Python SDK for building voice agents on the Voice Gateway
Project description
HU SDK (Python)
Python SDK for building voice agents on the Voice Gateway.
Installation
pip install hu-sdk
Quick Start
import asyncio
from voice_agent import VoiceAgent, VoiceAgentConfig, ConnectionMode
config = VoiceAgentConfig(
api_key="sk-voice-xxx",
gateway_url="wss://gateway.example.com",
mode=ConnectionMode.WEBSOCKET,
)
agent = VoiceAgent(config)
@agent.on_utterance
async def handle_utterance(ctx):
print(f"User said: {ctx.text}")
# Stream response
ctx.send_delta("Hello ")
ctx.send_delta("World!")
ctx.done()
@agent.on_interrupt
def handle_interrupt(session_id: str, reason: str):
print(f"Interrupted: {reason}")
@agent.on_error
def handle_error(error: Exception):
print(f"Error: {error}")
async def main():
await agent.connect()
# Keep running
while agent.is_connected():
await asyncio.sleep(1)
asyncio.run(main())
Streaming with LLM
import asyncio
from openai import AsyncOpenAI
from voice_agent import VoiceAgent, VoiceAgentConfig
openai = AsyncOpenAI()
config = VoiceAgentConfig(
api_key=os.environ["VOICE_API_KEY"],
gateway_url=os.environ["GATEWAY_URL"],
)
agent = VoiceAgent(config)
@agent.on_utterance
async def handle(ctx):
stream = await openai.chat.completions.create(
model="gpt-4",
messages=[{"role": "user", "content": ctx.text}],
stream=True,
)
async for chunk in stream:
if ctx.is_aborted:
break
delta = chunk.choices[0].delta.content
if delta:
ctx.send_delta(delta)
ctx.done()
asyncio.run(agent.connect())
Using Vision (Video Frames)
Agents with vision scope can request video frames:
from voice_agent import FrameRequestOptions
@agent.on_utterance
async def handle(ctx):
# Check if vision context is available
if ctx.vision and ctx.vision.available:
print(f"Auto-analyzed: {ctx.vision.description}")

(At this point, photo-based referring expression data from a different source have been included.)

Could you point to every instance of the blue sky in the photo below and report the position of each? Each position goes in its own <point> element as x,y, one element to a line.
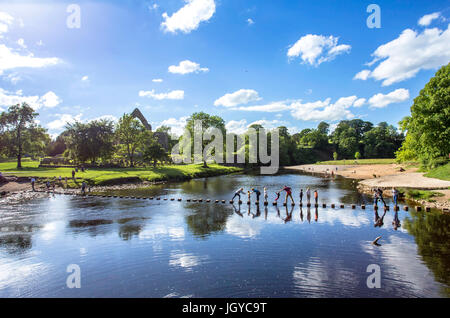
<point>291,63</point>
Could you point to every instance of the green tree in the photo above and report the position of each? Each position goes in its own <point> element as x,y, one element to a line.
<point>153,152</point>
<point>20,134</point>
<point>428,127</point>
<point>90,141</point>
<point>208,122</point>
<point>131,135</point>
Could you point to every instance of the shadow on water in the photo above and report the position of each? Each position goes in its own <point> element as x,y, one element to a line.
<point>431,232</point>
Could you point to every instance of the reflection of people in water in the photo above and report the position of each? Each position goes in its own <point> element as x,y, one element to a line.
<point>238,193</point>
<point>379,221</point>
<point>396,221</point>
<point>258,212</point>
<point>238,210</point>
<point>308,214</point>
<point>288,215</point>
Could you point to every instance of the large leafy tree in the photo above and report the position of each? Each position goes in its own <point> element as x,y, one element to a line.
<point>208,122</point>
<point>428,127</point>
<point>132,136</point>
<point>19,133</point>
<point>90,141</point>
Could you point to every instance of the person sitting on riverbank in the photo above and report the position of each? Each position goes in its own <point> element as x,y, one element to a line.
<point>396,221</point>
<point>238,194</point>
<point>375,197</point>
<point>257,192</point>
<point>395,195</point>
<point>308,195</point>
<point>380,195</point>
<point>288,191</point>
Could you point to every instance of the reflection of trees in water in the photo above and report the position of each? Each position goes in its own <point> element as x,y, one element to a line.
<point>92,227</point>
<point>16,243</point>
<point>432,236</point>
<point>207,219</point>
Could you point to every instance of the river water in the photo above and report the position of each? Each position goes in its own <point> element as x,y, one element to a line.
<point>149,248</point>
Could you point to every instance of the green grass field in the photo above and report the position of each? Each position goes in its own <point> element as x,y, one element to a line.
<point>117,175</point>
<point>353,161</point>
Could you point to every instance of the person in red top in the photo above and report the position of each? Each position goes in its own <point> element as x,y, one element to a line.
<point>288,194</point>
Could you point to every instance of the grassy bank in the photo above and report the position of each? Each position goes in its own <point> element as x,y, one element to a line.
<point>118,175</point>
<point>442,172</point>
<point>353,161</point>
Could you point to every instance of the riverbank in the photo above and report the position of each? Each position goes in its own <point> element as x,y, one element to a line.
<point>386,177</point>
<point>18,181</point>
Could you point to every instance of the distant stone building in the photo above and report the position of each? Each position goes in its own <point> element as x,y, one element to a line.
<point>162,137</point>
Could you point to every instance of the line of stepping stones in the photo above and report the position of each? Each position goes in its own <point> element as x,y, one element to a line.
<point>324,205</point>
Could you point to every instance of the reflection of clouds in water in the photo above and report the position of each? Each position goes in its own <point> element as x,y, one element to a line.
<point>185,260</point>
<point>245,227</point>
<point>17,276</point>
<point>410,275</point>
<point>345,217</point>
<point>319,278</point>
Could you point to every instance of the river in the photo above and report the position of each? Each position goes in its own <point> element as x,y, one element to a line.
<point>150,248</point>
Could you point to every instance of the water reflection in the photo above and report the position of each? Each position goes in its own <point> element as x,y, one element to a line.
<point>150,248</point>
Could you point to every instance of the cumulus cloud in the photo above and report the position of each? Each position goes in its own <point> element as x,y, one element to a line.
<point>186,67</point>
<point>176,125</point>
<point>411,52</point>
<point>381,100</point>
<point>176,94</point>
<point>316,49</point>
<point>5,21</point>
<point>49,100</point>
<point>12,60</point>
<point>240,97</point>
<point>189,17</point>
<point>428,18</point>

# Request raw frames for custom analysis
frames = await ctx.request_frames(FrameRequestOptions(
limit=5,
raw_base64=True,
))
if frames.frames:
for frame in frames.frames:
# frame.base64 contains the image data
# frame.timestamp is when it was captured
pass
# Or get pre-analyzed descriptions
analyzed = await ctx.request_frames(FrameRequestOptions(limit=3))
if analyzed.descriptions:
print(f"Frame descriptions: {analyzed.descriptions}")
ctx.done("I can see what you're showing me!")
Using Memory
Agents with memory scope can query stored facts:
from voice_agent import MemoryQueryOptions
@agent.on_utterance
async def handle(ctx):
# Query relevant memories
memories = await ctx.query_memory(MemoryQueryOptions(
query=ctx.text,
top_k=5,
threshold=0.7,
types=["preference", "fact"],
))
if memories.facts:
context = "\n".join(f.content for f in memories.facts)
response = await generate_with_context(ctx.text, context)
ctx.done(response)
else:
ctx.done("I don't have any relevant memories about that.")
Handling Interrupts
When the user starts speaking, the gateway sends an interrupt:
@agent.on_utterance
async def handle(ctx):
async for chunk in stream_response(ctx.text):
# Check before each operation
if ctx.is_aborted:
print("User interrupted, stopping")
return
ctx.send_delta(chunk)
ctx.done()
@agent.on_interrupt
def on_interrupt(session_id: str, reason: str):
# reason: "new_user_speech" | "lost_arbitration" | "supersede"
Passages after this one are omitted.